唯一の弱点は「走行中にアクセルを煽ってエンジンサウンドを楽しむことが出来ない」ことだったが、ギアダウンは可能だった。
細いタイヤのため、挙動は独特だがバイクから逸脱した何かではなかった。
乗り味としては「CB400の10倍安全に感じる」ぐらいで、優秀なサスペンションはCRF250Rallyと遜色がなく、CB400のような跳ね上げとは一切無縁。
まだ走行120kmなのに、まるで硬さというものがない。
それは羽毛布団のベッドの上に乗っかっているような状態である。
そのまま500km走っても、まるで体力を消耗しない気がするほどだ。
一方で気になったのは「ミスファイアシステム」のようなものが存在していること。
速度を乗せた状態から一気に減速すると「ボガンッ」といって、ものすごい音が響く。
加速する際もそのような音が出る。
まるで旧車のチューンドカーのようである。
このような経験は今までなかったので故障を疑うが、実はこれ、アフターファイア対策である。
排ガス規制が厳しくなって以降、マフラーは複雑な構造となり、アフターファイアは発生しにくくなった。
しかし、近年の技術的発達によってマフラーの構造は再び単純化し、ガスの抜けが良い状態へとなり、アフターファイアが発生しやすくなる。

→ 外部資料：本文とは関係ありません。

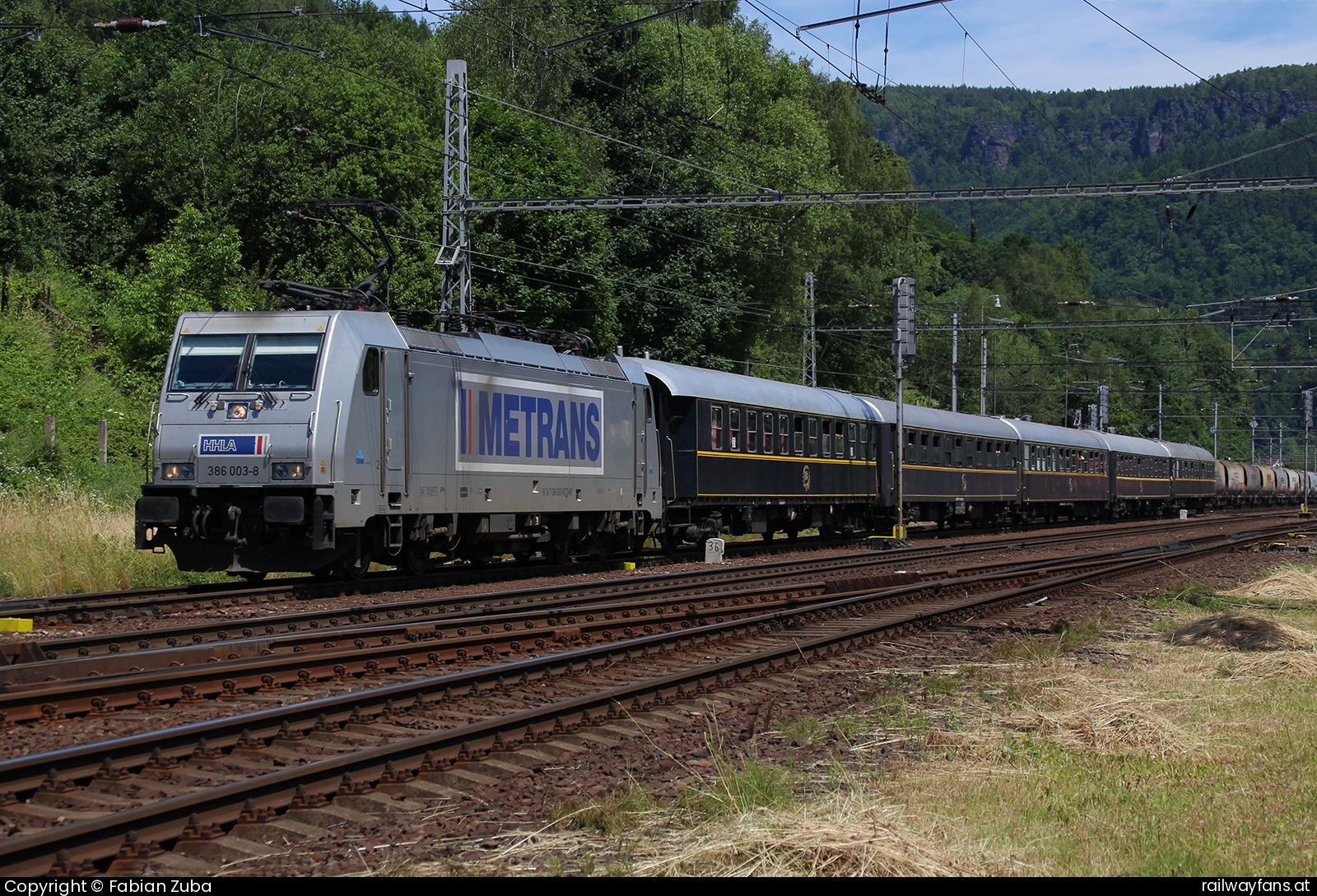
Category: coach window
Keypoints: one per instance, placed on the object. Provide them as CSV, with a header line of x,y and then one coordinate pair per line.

アフターファイアはエンジンへ優しくない症状であるため、この手の大気の流れを制御しようとして構造的に出来るように今のバイクは出来ており、
結果的に一気に減速させようとすると瞬間的に大量のガスを開放することでこのような「炎は出てないけどアフターファイアを起こしたような音」が鳴るのだ。

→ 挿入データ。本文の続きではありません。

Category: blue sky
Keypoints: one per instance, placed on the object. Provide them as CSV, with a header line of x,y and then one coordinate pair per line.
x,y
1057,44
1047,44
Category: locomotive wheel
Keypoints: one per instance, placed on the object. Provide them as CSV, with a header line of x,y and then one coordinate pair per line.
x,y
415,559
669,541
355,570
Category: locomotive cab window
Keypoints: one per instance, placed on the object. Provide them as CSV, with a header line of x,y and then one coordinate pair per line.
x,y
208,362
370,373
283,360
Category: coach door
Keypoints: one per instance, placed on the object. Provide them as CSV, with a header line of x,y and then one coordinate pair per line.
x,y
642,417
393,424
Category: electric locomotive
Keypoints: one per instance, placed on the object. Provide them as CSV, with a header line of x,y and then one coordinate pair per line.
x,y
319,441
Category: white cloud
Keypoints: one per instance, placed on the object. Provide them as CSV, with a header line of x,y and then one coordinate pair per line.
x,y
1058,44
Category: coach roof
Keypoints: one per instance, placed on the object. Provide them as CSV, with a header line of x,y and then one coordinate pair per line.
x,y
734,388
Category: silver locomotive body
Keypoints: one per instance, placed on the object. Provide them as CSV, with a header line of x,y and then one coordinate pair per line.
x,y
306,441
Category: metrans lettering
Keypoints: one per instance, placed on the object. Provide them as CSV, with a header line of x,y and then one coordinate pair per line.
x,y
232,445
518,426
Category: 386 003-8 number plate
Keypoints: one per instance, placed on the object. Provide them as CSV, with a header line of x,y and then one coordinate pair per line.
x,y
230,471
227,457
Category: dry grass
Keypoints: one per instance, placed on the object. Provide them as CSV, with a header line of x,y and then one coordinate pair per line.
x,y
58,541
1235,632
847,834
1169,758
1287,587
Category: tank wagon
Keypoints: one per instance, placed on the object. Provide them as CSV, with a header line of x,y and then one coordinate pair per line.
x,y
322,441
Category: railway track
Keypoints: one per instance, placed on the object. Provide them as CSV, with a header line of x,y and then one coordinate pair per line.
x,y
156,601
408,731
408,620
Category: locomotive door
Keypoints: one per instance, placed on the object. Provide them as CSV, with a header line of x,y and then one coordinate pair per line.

インジェクター式となった現在のバイクでは殆どアフターファイアなど発生する事がないが、なまじ1L級大排気量バイクのため、急なエンジンブレーキなどかかると、こうなるようだ。
特段「○○システム」というような名称はついておらず、2018年以降のアフリカツインなどマフラー構造が変わったバイクを中心に確認されている。
炎は出ない上で仕様とされている。
信号停止中に律はマフラー故障かどうか光に問いかけると「アフターファイアじゃなく仕様だ」といって、近年の大型バイクの挙動であることを説明し、律を落ち着かせた。